Autore: admin

  • L’appropriazione indebita costituisce illecito deontologico permanente o continuato

    L’appropriazione sine titulo ovvero la mancata restituzione di somme di competenza delle parti assistite sono comportamenti suscettibili di produrre effetti illecitamente pregiudizievoli che si protraggono nel tempo fintantoché non venga a cessazione la stessa condotta indebitamente appropriativa, ed è solo da tale (eventuale) cessazione che inizia a decorrere la prescrizione quinquennale dell’azione disciplinare.

    Consiglio Nazionale Forense (Pres. f.f. Vermiglio, Rel. Berruti), sentenza del 28 dicembre 2012, n. 208

    NOTA:
    In senso conforme, Consiglio Nazionale Forense 2 marzo 2012 n. 35, 15 dicembre 2011 n. 206).

  • Il rinvio dell’udienza per impedimento a comparire

    L’impedimento della parte a comparire idoneo al differimento della udienza deve essere assoluto, intendendosi, con tale affermazione, la totale impossibilità della parte, per motivi documentalmente dimostrati, di partecipare alla seduta disciplinare.
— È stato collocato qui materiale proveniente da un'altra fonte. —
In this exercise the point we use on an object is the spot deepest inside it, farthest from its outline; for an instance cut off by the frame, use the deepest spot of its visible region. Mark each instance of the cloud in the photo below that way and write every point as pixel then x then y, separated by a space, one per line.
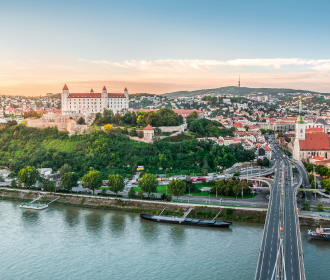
pixel 198 64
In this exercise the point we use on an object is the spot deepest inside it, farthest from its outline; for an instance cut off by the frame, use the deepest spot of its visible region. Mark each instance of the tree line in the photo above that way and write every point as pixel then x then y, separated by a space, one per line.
pixel 110 153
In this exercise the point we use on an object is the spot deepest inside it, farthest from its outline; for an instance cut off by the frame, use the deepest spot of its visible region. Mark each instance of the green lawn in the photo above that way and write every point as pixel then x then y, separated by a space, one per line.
pixel 162 189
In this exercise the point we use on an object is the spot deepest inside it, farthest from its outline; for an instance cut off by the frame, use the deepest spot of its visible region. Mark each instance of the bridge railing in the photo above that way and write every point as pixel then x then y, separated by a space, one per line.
pixel 263 234
pixel 301 252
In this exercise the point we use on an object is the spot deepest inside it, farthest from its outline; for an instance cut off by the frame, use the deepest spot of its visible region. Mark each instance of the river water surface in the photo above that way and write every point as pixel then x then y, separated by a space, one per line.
pixel 77 243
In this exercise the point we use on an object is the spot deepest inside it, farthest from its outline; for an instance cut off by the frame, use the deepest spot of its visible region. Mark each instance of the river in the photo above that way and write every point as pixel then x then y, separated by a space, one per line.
pixel 76 243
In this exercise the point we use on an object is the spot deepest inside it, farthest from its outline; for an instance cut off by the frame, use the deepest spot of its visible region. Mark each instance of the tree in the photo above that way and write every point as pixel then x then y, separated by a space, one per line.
pixel 236 190
pixel 325 184
pixel 177 187
pixel 309 167
pixel 319 207
pixel 48 185
pixel 306 206
pixel 131 194
pixel 265 161
pixel 141 194
pixel 93 180
pixel 13 184
pixel 310 177
pixel 117 119
pixel 116 183
pixel 134 118
pixel 69 180
pixel 81 121
pixel 132 132
pixel 12 174
pixel 28 176
pixel 148 184
pixel 108 128
pixel 66 168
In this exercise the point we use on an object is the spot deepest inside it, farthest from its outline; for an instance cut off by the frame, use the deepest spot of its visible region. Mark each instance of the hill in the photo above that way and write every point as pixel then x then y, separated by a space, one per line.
pixel 241 91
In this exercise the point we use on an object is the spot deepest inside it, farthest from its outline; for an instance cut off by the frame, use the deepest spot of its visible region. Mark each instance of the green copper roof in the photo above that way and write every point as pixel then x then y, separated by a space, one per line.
pixel 300 118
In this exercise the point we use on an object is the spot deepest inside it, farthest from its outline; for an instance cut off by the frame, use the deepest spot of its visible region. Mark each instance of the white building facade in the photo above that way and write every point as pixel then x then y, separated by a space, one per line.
pixel 86 103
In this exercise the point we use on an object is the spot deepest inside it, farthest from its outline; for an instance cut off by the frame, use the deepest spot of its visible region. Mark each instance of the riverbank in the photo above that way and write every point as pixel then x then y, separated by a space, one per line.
pixel 254 215
pixel 228 213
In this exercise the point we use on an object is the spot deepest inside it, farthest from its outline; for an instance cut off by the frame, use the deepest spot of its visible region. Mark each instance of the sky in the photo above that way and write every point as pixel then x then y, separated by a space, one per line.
pixel 160 46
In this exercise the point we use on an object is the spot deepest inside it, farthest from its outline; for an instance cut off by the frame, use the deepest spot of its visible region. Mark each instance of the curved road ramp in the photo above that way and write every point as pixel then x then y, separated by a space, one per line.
pixel 280 254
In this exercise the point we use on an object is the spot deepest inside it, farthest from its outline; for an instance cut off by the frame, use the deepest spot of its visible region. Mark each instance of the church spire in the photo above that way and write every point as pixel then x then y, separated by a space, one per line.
pixel 300 118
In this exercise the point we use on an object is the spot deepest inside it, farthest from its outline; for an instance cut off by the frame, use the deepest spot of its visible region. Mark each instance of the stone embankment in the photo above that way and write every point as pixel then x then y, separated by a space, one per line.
pixel 254 215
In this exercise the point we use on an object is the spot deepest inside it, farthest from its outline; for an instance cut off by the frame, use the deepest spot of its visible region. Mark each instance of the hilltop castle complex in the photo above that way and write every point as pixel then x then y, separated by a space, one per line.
pixel 86 103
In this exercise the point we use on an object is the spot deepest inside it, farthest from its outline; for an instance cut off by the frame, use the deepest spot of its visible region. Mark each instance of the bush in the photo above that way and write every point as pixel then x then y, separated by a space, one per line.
pixel 132 132
pixel 81 120
pixel 131 193
pixel 319 207
pixel 141 194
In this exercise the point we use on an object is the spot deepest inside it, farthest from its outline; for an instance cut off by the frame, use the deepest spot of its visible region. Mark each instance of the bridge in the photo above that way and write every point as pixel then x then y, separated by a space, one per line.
pixel 281 254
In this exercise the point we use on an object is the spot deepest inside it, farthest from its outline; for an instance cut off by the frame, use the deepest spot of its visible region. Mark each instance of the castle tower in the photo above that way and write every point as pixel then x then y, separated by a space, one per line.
pixel 300 133
pixel 64 98
pixel 104 95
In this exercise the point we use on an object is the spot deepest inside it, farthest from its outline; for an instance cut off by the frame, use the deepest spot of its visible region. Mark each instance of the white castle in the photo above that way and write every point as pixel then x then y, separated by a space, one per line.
pixel 86 103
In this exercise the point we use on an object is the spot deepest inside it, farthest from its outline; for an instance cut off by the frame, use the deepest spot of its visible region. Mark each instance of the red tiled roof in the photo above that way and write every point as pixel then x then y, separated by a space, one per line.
pixel 85 95
pixel 266 147
pixel 95 95
pixel 321 162
pixel 237 124
pixel 314 129
pixel 116 95
pixel 314 141
pixel 317 158
pixel 148 127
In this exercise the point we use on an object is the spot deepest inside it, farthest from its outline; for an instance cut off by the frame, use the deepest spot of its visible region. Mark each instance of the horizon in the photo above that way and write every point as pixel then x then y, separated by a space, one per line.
pixel 162 47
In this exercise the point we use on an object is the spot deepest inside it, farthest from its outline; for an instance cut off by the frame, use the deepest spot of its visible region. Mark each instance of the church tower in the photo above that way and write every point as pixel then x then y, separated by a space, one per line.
pixel 64 99
pixel 300 133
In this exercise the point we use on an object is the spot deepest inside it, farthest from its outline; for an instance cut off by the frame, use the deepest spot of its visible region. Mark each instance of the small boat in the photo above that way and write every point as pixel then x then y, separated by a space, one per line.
pixel 185 221
pixel 37 205
pixel 320 234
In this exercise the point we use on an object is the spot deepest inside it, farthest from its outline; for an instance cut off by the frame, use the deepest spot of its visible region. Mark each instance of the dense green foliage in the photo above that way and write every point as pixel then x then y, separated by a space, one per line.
pixel 92 180
pixel 162 117
pixel 110 153
pixel 177 187
pixel 148 184
pixel 116 183
pixel 204 127
pixel 231 187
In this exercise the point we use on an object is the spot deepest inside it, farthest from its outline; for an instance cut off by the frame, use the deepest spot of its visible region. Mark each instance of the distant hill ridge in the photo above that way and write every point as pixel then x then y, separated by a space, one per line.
pixel 236 91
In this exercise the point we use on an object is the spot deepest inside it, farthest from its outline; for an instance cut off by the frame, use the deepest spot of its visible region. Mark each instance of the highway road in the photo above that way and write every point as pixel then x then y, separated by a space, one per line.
pixel 281 253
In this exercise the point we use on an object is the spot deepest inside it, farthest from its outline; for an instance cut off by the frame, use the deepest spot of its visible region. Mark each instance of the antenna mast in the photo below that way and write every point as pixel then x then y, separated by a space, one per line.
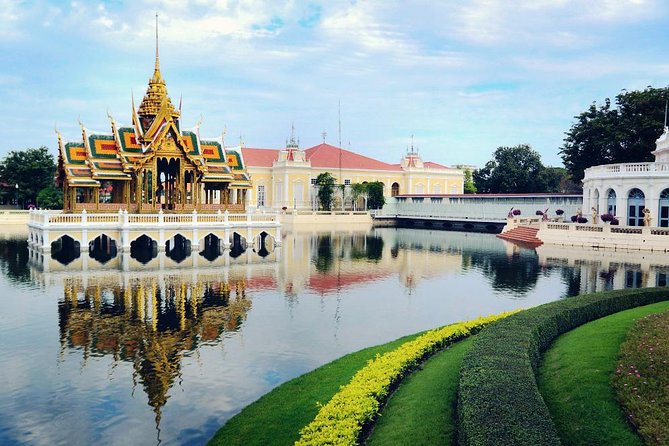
pixel 340 178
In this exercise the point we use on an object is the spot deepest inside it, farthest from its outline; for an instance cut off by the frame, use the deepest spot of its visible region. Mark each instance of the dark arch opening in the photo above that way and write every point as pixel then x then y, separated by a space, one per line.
pixel 178 248
pixel 211 247
pixel 102 248
pixel 65 250
pixel 144 249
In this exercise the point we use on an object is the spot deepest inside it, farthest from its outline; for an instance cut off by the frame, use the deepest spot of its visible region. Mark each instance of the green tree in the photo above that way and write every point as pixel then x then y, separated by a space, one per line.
pixel 358 190
pixel 32 169
pixel 468 182
pixel 325 183
pixel 622 133
pixel 50 198
pixel 515 169
pixel 375 198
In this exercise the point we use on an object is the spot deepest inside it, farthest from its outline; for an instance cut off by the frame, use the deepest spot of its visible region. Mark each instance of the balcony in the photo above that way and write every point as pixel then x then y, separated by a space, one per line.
pixel 630 170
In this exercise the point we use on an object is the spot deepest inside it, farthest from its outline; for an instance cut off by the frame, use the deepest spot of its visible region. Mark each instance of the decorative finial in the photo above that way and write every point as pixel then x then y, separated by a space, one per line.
pixel 157 63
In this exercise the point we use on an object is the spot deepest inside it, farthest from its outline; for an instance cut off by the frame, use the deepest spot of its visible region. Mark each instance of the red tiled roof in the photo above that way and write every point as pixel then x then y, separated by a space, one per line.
pixel 325 155
pixel 432 165
pixel 259 157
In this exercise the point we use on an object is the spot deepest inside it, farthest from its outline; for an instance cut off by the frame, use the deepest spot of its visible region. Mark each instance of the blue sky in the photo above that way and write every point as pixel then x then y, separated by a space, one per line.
pixel 463 77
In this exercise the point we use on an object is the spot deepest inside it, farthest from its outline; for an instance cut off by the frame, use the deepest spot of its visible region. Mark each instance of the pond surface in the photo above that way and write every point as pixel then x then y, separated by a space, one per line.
pixel 164 352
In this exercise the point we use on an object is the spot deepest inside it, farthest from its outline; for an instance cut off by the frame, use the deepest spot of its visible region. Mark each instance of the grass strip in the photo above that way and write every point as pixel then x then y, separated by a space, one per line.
pixel 277 417
pixel 641 379
pixel 575 380
pixel 357 404
pixel 498 398
pixel 422 409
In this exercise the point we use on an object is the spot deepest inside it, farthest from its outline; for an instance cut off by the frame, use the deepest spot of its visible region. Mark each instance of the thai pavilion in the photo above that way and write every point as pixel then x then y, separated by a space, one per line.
pixel 151 165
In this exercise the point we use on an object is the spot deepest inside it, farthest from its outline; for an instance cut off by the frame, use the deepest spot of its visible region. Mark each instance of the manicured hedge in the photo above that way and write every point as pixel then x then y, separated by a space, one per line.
pixel 342 419
pixel 499 402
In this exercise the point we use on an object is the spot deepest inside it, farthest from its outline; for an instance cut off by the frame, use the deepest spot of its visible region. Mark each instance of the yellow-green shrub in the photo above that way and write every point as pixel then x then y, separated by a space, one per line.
pixel 340 421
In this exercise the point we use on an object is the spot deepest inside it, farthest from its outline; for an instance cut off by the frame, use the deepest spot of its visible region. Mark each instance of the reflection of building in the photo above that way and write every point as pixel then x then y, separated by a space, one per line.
pixel 625 190
pixel 149 322
pixel 331 262
pixel 603 269
pixel 287 177
pixel 152 164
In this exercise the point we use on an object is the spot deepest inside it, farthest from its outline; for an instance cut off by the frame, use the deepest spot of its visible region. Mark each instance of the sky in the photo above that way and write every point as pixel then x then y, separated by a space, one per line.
pixel 455 79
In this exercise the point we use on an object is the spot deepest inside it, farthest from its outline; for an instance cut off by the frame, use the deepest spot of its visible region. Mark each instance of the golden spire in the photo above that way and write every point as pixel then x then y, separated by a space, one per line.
pixel 157 90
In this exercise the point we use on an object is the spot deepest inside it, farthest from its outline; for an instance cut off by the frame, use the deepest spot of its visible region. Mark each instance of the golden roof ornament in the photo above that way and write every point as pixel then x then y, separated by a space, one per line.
pixel 157 90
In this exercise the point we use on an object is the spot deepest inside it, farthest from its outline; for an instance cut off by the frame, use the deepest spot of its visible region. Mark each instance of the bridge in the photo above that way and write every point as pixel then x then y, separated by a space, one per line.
pixel 158 232
pixel 471 212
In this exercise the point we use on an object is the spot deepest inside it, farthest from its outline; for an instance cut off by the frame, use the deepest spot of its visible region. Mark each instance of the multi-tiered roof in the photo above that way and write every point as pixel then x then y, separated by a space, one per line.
pixel 128 148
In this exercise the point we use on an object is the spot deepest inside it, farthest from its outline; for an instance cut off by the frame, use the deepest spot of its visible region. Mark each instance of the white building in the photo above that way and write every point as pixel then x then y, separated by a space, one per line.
pixel 625 190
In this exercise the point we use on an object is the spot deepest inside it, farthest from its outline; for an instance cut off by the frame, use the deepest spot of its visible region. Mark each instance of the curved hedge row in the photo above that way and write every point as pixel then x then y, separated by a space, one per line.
pixel 499 402
pixel 342 419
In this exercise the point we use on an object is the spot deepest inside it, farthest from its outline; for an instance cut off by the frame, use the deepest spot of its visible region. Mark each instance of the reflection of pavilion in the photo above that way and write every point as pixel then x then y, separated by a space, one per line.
pixel 602 269
pixel 153 261
pixel 150 321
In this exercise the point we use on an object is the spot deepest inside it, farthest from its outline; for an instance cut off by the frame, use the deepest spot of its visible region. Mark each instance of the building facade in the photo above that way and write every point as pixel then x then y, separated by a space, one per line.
pixel 287 177
pixel 151 165
pixel 631 191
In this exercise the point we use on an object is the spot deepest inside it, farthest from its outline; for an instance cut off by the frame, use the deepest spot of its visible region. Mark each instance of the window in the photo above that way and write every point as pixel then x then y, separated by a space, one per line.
pixel 663 214
pixel 611 202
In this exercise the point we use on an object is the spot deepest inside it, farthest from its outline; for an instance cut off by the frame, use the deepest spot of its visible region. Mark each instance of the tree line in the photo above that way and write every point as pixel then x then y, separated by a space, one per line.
pixel 621 131
pixel 28 175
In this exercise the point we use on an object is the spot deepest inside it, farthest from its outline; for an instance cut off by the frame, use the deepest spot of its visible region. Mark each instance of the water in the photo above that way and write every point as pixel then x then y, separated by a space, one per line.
pixel 167 351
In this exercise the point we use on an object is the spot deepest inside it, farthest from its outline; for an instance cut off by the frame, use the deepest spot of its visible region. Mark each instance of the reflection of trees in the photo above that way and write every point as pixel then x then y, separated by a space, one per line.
pixel 150 326
pixel 354 247
pixel 14 259
pixel 367 247
pixel 518 272
pixel 572 277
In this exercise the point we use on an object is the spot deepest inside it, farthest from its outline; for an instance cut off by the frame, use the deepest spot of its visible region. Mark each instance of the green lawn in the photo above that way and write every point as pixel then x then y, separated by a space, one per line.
pixel 574 380
pixel 277 417
pixel 422 410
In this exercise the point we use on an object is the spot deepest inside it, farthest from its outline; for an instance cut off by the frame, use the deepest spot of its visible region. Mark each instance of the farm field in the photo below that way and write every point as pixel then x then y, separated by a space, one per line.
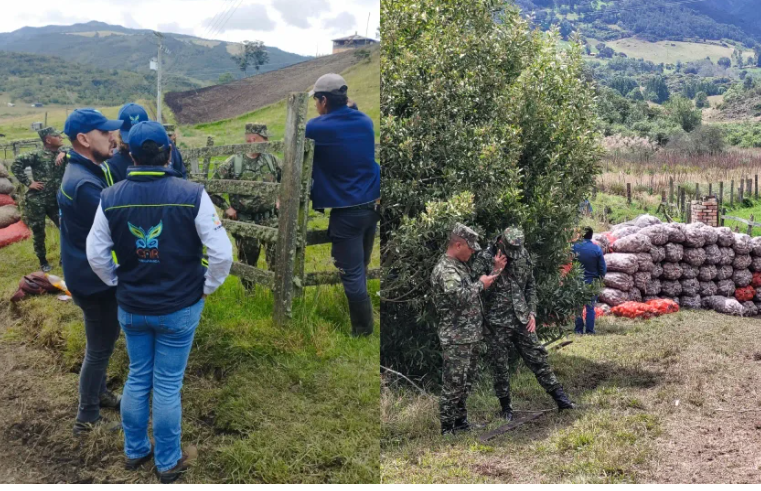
pixel 669 51
pixel 668 400
pixel 263 404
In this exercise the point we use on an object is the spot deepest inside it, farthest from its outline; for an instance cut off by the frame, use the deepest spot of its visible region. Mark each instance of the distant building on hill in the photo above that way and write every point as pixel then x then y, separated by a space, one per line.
pixel 352 42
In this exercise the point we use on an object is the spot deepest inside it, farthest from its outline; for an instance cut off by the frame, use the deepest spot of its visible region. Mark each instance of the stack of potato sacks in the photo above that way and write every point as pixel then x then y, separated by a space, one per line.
pixel 695 265
pixel 12 229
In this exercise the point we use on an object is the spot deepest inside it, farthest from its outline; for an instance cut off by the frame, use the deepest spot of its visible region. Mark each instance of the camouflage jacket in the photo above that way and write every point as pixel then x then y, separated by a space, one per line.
pixel 264 168
pixel 514 290
pixel 44 169
pixel 457 302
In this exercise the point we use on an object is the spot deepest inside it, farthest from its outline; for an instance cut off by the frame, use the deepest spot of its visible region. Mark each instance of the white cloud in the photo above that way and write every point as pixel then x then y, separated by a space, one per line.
pixel 341 24
pixel 297 12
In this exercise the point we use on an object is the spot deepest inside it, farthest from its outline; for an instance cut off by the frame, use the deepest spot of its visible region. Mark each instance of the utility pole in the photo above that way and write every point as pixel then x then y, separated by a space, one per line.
pixel 158 77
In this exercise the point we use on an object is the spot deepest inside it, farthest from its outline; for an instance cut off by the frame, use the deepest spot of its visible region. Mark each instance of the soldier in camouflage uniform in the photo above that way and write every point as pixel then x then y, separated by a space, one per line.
pixel 510 318
pixel 252 209
pixel 460 329
pixel 46 179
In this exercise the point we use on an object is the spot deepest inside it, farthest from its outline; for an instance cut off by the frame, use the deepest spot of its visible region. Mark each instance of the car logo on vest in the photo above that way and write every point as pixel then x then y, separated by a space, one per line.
pixel 147 243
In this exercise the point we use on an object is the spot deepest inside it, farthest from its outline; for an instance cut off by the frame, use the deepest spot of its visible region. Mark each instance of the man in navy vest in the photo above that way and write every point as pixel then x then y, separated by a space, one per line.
pixel 130 114
pixel 156 225
pixel 346 179
pixel 91 139
pixel 591 258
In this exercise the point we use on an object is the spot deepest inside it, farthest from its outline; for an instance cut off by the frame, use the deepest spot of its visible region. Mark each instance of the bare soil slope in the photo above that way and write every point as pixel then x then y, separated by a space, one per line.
pixel 242 96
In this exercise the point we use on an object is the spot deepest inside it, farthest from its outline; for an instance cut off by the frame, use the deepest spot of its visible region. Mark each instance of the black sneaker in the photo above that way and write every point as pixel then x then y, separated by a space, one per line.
pixel 189 455
pixel 82 427
pixel 110 400
pixel 134 464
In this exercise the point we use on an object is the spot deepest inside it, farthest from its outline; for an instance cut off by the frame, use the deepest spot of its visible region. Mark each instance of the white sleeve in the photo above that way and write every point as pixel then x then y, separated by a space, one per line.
pixel 99 247
pixel 218 245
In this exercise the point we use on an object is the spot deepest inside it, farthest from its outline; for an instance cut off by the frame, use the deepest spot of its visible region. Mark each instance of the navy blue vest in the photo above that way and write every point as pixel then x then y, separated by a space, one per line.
pixel 78 196
pixel 151 216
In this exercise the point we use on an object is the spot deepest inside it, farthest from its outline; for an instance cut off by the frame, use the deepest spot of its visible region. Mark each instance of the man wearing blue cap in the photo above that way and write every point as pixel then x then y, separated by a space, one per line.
pixel 156 225
pixel 130 114
pixel 91 139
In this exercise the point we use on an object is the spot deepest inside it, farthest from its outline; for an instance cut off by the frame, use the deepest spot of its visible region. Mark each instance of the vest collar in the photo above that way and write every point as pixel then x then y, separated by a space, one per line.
pixel 142 173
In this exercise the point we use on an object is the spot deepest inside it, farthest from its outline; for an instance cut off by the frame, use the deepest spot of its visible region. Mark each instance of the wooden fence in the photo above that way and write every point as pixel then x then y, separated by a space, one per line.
pixel 287 276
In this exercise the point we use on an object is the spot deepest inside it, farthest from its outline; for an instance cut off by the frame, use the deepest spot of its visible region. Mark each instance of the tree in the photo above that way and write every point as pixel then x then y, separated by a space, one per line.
pixel 701 100
pixel 252 54
pixel 657 90
pixel 487 123
pixel 681 112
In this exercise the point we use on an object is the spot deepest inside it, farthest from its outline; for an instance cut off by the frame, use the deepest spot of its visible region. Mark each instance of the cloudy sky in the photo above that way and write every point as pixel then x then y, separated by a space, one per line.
pixel 298 26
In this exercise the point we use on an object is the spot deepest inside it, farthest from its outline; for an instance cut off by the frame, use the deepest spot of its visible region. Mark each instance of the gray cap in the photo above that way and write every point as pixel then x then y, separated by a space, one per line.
pixel 468 234
pixel 331 83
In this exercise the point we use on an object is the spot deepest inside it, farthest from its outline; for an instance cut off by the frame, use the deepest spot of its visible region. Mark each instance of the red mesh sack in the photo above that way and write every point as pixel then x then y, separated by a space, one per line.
pixel 745 294
pixel 634 310
pixel 14 233
pixel 756 281
pixel 664 306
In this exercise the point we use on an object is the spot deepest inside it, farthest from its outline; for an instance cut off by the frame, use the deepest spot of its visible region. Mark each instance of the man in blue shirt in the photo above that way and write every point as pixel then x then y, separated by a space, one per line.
pixel 156 225
pixel 130 114
pixel 91 139
pixel 346 179
pixel 591 258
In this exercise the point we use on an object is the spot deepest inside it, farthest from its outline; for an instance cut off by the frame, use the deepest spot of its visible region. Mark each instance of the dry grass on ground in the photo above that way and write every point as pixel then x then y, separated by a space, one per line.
pixel 673 399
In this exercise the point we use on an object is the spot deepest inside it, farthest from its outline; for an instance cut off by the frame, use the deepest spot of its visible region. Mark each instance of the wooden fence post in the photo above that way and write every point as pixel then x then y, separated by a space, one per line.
pixel 303 222
pixel 290 191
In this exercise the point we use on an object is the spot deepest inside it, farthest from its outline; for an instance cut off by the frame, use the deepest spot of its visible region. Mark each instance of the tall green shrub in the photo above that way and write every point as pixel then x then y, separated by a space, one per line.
pixel 483 121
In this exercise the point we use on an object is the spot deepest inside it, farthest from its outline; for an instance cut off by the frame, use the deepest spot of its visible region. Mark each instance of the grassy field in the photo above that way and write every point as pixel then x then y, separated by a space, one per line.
pixel 669 51
pixel 264 404
pixel 657 404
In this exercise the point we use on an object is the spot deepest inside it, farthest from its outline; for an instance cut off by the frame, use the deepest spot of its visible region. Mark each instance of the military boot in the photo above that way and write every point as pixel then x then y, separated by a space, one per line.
pixel 507 409
pixel 361 314
pixel 562 399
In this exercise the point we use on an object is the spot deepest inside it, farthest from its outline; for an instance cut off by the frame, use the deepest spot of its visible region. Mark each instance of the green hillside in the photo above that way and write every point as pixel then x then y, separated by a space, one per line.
pixel 114 47
pixel 364 88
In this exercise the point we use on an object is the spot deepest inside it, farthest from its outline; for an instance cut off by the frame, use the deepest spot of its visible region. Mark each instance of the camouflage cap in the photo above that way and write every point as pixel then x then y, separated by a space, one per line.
pixel 513 237
pixel 257 129
pixel 468 235
pixel 49 131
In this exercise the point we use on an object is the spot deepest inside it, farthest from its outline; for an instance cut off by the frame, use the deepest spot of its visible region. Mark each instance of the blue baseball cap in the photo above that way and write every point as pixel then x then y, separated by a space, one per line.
pixel 86 120
pixel 131 114
pixel 146 131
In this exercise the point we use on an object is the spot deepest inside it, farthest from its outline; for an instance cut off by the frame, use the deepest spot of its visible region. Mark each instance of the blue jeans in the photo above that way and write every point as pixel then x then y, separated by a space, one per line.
pixel 590 318
pixel 352 233
pixel 101 331
pixel 158 347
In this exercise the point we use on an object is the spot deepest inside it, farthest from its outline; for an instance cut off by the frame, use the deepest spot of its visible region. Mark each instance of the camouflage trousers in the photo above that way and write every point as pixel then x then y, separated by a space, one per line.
pixel 500 339
pixel 458 374
pixel 249 249
pixel 36 207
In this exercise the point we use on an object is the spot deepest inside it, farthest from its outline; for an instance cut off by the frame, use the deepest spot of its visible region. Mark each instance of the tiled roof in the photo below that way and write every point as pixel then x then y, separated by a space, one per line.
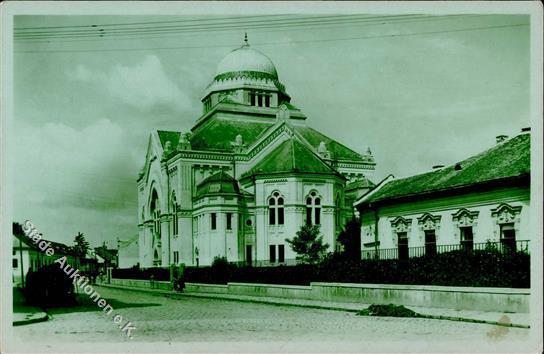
pixel 219 183
pixel 59 248
pixel 290 156
pixel 219 133
pixel 165 135
pixel 337 150
pixel 507 160
pixel 362 183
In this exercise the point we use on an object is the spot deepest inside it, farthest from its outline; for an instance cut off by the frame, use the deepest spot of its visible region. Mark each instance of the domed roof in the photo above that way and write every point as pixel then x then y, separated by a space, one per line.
pixel 246 59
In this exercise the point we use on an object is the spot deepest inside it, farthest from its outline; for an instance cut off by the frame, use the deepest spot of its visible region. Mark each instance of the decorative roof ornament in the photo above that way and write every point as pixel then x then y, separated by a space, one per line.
pixel 238 144
pixel 167 150
pixel 184 142
pixel 283 113
pixel 246 43
pixel 322 150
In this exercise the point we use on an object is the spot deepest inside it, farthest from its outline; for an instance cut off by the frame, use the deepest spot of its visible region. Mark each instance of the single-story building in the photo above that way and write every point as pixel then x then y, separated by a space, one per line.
pixel 479 202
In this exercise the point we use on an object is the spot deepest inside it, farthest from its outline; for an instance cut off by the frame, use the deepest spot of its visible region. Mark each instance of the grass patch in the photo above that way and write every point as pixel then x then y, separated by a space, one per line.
pixel 388 311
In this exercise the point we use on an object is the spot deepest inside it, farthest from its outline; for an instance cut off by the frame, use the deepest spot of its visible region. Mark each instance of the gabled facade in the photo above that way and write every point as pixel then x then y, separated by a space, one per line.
pixel 248 175
pixel 483 201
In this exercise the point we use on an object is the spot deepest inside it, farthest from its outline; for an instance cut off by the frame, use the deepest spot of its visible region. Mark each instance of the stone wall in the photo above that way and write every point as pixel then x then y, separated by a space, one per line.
pixel 462 298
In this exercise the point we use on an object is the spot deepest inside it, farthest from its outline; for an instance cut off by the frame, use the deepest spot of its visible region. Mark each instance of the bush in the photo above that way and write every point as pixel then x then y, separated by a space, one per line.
pixel 49 286
pixel 486 268
pixel 159 274
pixel 388 311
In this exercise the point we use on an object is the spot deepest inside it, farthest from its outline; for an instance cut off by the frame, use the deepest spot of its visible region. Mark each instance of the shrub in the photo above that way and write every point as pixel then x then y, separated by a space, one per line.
pixel 49 286
pixel 388 311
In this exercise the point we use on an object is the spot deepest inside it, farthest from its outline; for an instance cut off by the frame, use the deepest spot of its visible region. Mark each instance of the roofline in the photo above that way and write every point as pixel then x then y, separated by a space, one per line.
pixel 291 173
pixel 466 188
pixel 377 187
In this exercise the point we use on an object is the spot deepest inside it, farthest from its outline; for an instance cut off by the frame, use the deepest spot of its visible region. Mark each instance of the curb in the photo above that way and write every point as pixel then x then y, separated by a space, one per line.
pixel 170 293
pixel 35 318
    Consiglio Nazionale Forense (Pres. f.f. Vermiglio, Rel. Berruti), sentenza del 28 dicembre 2012, n. 208

    NOTA:
    In senso conforme, Consiglio Nazionale Forense (pres. f.f. VERMIGLIO, rel. DE GIORGI), sentenza del 15 dicembre 2011, n. 205

  • Il solo racconto dell’esponente non basta a provare la colpevolezza dell’avvocato

    Nel procedimento disciplinare a carico degli avvocati, l’accusa dell’esponente non può prevalere, sic et simpliciter, sulla difesa dell’incolpato, dovendosi piuttosto procedere ad una valutazione di prevalenza in base alle evidenze oggettive che devono emergere dall’istruttoria.

    Consiglio Nazionale Forense (Pres. f.f. Perfetti, Rel. Berruti), sentenza del 28 dicembre 2012, n. 206

  • In sede di appello, il CNF può integrare la motivazione carente del provvedimento del COA

    Il difetto di motivazione della delibera del COA, astrattamente censurabile sotto il profilo della violazione dei principi generali di buon andamento e di efficienza dell’azione amministrativa sanciti dall’art. 97 della Costituzione, ai quali l’ente territoriale avrebbe necessariamente dovuto conformarsi, non costituisce motivo di invalidità della decisione stessa, in quanto, alla motivazione carente il Consiglio Nazionale Forense, nella sua veste di giudice di appello, può apportare le integrazioni che ritiene necessarie.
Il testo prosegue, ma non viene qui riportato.